Times are tough. All the numbers say so, and there are passionate individuals on the front lines who are working hard everyday to get us back to work, feed the unemployed, and booster their morale.
However, there is one program that is bringing those in need, food banks, and business together. This program is the Retail Donation Program.
“Going on two years ago Community Harvest Food Bank along with many food banks around the country started going to retail food companies (Kroger, Meijer, Wal-Mart, Sam’s Club, Aldi, etc.) and picking up their perishable food items (produce, meat, deli, bakery). In the past these corporations did not donate perishable items to food banks due to the fear that food banks were not educated in safe food handling nor equipped to handle that type of food properly (cold chain compliance, separation by species in the case of meat, refrigerated trucks, etc.).
However, food banking has gotten very sophisticated over the years and we are most certainly bound by the very same rules and regulations as any other food organization.” Says Claudia Johnson, Communications and Advocacy Manager of Community Harvest Food Bank, Fort Wayne, Indiana.
One of the greatest challenges in persuading business to go green is the mistaken belief that there is no economic benefit in doing so.
The Retail Donation Program proves this wrong time and again.

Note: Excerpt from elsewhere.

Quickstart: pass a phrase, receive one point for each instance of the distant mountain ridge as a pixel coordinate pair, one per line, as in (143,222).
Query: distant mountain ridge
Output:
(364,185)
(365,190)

In the Fort Wayne, Indiana area, Wal-Mart has reported that each one of their stores saves $500.00 weekly on dumping costs. It just makes sense. If less food goes to the landfill, and is used to feed our hungry, the less dumping needs to be done.
There are new technologies in place that enable food banks to meet compliance issues and big box stores are now able to donate meats and good quality fruits and vegetables that were not available in the past. The entire program is a winning solution because stores receive a tax break, and reduction in dumping costs, better quality food is available for the hungry, and our environment gets a big boost with less to deal with in area landfills!
Community food banks like Community Harvest Food Bank in Fort Wayne, Indiana realize that finding significant solutions helps to solve their challenges as well, “Seeking business solutions to business problems is the future of food banking in our estimation…we can no longer hope for processing ‘mistakes’ like mislabeled cans, etc. for our large food donations. This was a great solution that was beneficial for all and in the first year brought in an additional 1 million pounds of food to Community Harvest “Claudia Johnson, Community Harvest Food Bank, Fort Wayne, Indiana.
1 million pounds of food! This is the kind of creative thinking that will help us all solve the complex challenges we face in the future.